You visit Los Angeles a couple of times a year to write, having worked with some amazing LA-based writers and producers. What have some of your most memorable experiences been so far and how do you feel that these sessions have helped you to grow as a songwriter? What do you enjoy and find inspiring about LA?
I think one of the most memorable experiences has been working with Diplo. I was just going about my business on one of my trips doing a load of sessions and getting a lot done. I saw a message from Diplo and was pretty surprised but he asked if I wanted to come and work on some stuff with him.
So I moved my flight back a day and went round and worked with him for a bit. Since then we’ve worked together a few times and made some great stuff! Sessions like these and with anyone I write with help me as a songwriter just because I experience so many different ways of working and has sharpened me up in the ways of writing and finessing songs.

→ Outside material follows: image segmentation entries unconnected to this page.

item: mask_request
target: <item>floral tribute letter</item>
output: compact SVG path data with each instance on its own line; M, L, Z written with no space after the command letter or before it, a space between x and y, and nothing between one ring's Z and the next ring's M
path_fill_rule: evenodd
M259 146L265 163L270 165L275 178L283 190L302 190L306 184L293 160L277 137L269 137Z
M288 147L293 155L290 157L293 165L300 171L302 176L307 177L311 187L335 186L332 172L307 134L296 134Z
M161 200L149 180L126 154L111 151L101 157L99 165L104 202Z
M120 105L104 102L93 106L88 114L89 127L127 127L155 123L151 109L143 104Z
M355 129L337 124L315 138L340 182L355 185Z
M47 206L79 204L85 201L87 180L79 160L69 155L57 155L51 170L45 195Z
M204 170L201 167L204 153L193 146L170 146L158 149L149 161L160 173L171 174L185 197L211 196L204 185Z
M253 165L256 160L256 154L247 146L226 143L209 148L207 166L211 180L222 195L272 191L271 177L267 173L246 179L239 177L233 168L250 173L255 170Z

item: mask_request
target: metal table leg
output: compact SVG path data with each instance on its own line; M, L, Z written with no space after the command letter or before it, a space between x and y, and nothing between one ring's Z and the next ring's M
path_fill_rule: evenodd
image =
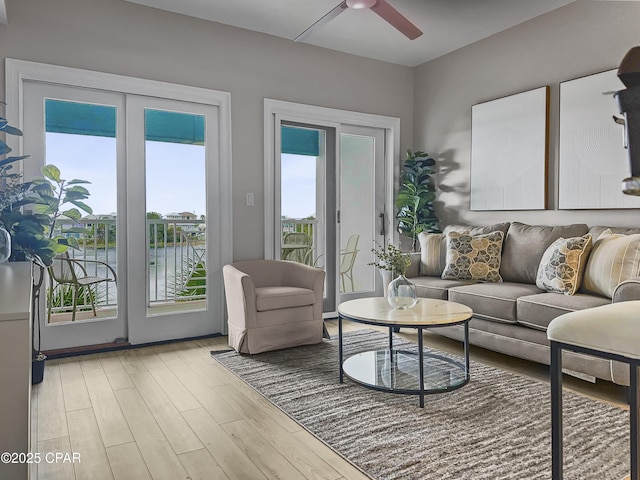
M420 372L420 408L424 408L424 350L422 348L422 327L418 327L418 362Z
M338 364L340 366L340 383L344 380L344 370L342 370L342 317L338 315Z
M464 374L465 378L471 378L471 366L469 365L469 322L464 322Z
M629 418L631 421L631 480L640 480L640 471L638 466L638 433L640 425L638 425L638 407L640 399L638 398L638 365L629 364Z
M562 348L551 342L551 478L562 480Z

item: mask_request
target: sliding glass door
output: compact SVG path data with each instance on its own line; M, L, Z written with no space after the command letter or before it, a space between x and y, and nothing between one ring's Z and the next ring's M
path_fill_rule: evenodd
M381 295L369 263L387 235L385 130L282 119L277 133L274 258L326 271L325 312Z
M338 245L339 302L381 294L382 277L370 265L372 248L386 242L384 130L340 129Z
M129 335L135 343L212 333L223 304L220 192L208 188L219 184L217 118L212 106L127 97Z
M40 82L24 99L24 176L59 170L54 234L78 245L48 271L42 348L222 332L218 107Z

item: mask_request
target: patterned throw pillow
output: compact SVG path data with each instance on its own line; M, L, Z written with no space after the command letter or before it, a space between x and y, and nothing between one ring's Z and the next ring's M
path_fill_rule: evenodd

I think being in LA helps me write because being away from home helps me write. It’s easy to get stuck in your ways and distracted by going out and meeting people and everything. Getting away from home just puts me in a clear headspace that helps me write. The sunshine and weed doesn’t hurt either.

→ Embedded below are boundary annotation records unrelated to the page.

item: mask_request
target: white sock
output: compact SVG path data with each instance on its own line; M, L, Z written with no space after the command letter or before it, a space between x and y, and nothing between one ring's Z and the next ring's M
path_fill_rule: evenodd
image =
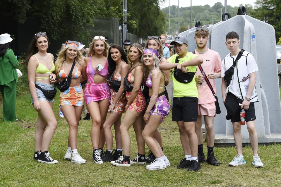
M186 160L191 160L191 155L186 155L185 156L186 158Z
M195 160L197 162L198 162L198 157L191 157L191 160Z
M73 153L78 152L77 151L77 149L73 149L71 150L71 152Z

What can you tell me about your latest single “Old Friend”? How did the recent remix by MK come about? You also released acoustic versions of “Old Friend” and your previous single “Capricorn.” What inspired that decision?
I’ve met MK a few times out and about on my travels! I’ve always been a fan and it made sense for him to remix. I wanted to do the acoustic versions to show people that I’m more than just an electronic artist. A lot of people think I’m just a DJ and don’t even realise that I sing! It’s always been difficult to explain just what it is I do but I think I’m getting there!

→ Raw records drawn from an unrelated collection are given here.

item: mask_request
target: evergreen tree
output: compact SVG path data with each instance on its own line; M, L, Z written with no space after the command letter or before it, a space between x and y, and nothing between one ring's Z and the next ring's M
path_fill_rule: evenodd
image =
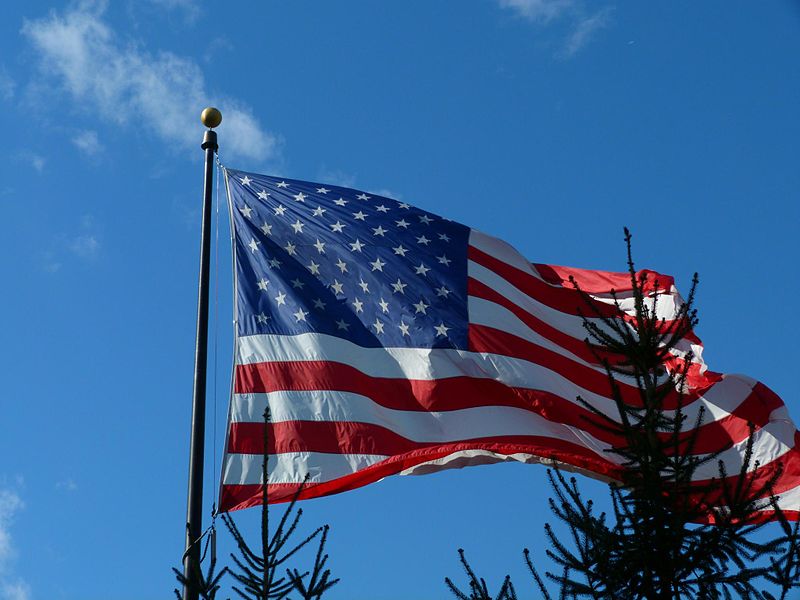
M269 408L264 412L264 461L261 467L261 549L254 551L242 535L242 532L228 514L222 515L222 520L228 531L236 541L238 555L231 554L231 559L238 570L230 570L231 576L238 585L233 590L244 600L271 600L289 598L289 594L296 593L303 600L319 600L323 594L338 583L338 579L331 578L330 569L326 568L328 555L324 553L325 542L328 538L328 525L318 527L311 535L299 543L293 543L292 538L297 531L302 509L295 510L295 504L308 481L308 476L303 485L297 490L294 498L283 513L275 531L269 531L269 507L267 504L267 435L269 423ZM289 568L288 561L300 550L317 541L317 553L310 571L300 572L296 568Z
M613 515L598 513L591 500L581 495L574 477L558 469L548 471L554 496L551 511L570 533L566 543L550 524L545 534L547 555L561 573L545 573L556 583L561 598L615 598L674 600L775 598L761 589L765 582L780 588L781 600L800 587L800 536L798 525L790 525L777 505L773 486L780 477L776 469L766 481L757 481L753 471L754 426L749 424L741 468L729 474L716 452L695 454L701 408L686 427L684 414L689 390L691 353L673 353L697 324L694 309L697 275L689 297L671 321L657 316L665 290L653 274L637 273L631 255L631 236L625 230L635 314L632 319L604 316L588 294L575 289L585 300L584 328L597 362L603 366L616 414L606 415L578 397L590 417L590 425L621 440L610 452L620 457L621 480L610 485ZM620 314L617 295L612 298ZM682 347L685 347L684 344ZM619 383L633 382L640 402L623 399ZM667 410L667 401L671 402ZM700 467L712 464L718 477L705 486L694 481ZM768 500L764 500L767 498ZM769 506L771 505L771 507ZM756 541L768 533L760 509L775 511L782 535ZM525 560L536 587L544 598L550 593L525 550ZM469 580L469 594L446 579L459 599L494 600L461 552ZM507 577L497 600L516 600Z
M264 411L260 552L253 550L247 543L233 518L229 514L223 513L222 521L233 536L237 546L238 554L231 554L231 560L236 569L225 567L216 575L214 574L216 568L216 538L213 525L209 528L211 535L206 539L203 556L191 571L194 578L189 580L178 569L172 569L178 582L183 586L193 587L203 600L214 600L216 598L220 588L220 580L226 573L236 581L233 591L244 600L281 600L284 598L288 600L290 594L293 595L292 597L302 598L303 600L320 600L323 594L339 581L331 578L331 570L326 567L328 555L325 554L325 543L330 530L328 525L318 527L311 535L306 536L297 543L292 541L303 515L302 509L295 510L295 504L308 481L308 476L306 476L306 479L297 490L289 506L284 510L277 528L270 534L269 506L267 504L267 477L269 474L267 468L268 423L269 408ZM290 567L289 560L315 540L317 542L317 552L311 569L300 571L295 567ZM200 543L200 540L195 543ZM201 563L205 560L209 543L212 550L209 568L206 573L203 573ZM180 600L180 592L177 589L174 592L178 600Z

You just wrapped up your European tour with Moglii. What were some of the highlights from the tour?
Highlights were probably Warsaw (the crowd was crazy) and Vienna. I had never been to Vienna before and for it to be the largest of all the shows was amazing! Having Moglii there was great. We’ve actually worked on music together a few times and just get on really well. His music is great as well and I think it was a good fit!
You will be releasing an album later this year. What did you learn about yourself as an artist in the process? What led you to make the album more live instrument oriented and combine this instrumentation with electronic beats?
It was always my plan from the beginning to mix live and electronic and I want the album to reflect that, definitely. It’s still very much in the process but coming together very nicely. What I learnt about myself as an artist was that I change my mind a lot which can be a great thing but also very annoying.
You performed at this year’s Coachella Festival during week one on the Do LaB stage! As leaders in redefining modern music and art experiences, how does it feel for you to have performed on their sought after stage? What was the biggest highlight from performing at Coachella and were there any other performances that you were especially excited to see?
Performing on the Do LaB stage was amazing. Such a cool pocket of the festival. Biggest highlight of playing the festival was probably playing my song “Let Go” which always makes for a good scene when I play it live. To be honest I wasn’t able to see any other acts! I had just finished my three week-long tour and, without a day off, I was a little ill so I just didn’t have the energy to move after my set! Hopefully there’ll be a next time and when there is I’ll do some exploring.
What’s next for you?
What’s next is a summer full of festivals! Which I’m very much looking forward to. Finishing the album as well. Other than that I have some exciting releases coming up in the next few months which I cannot wait to share!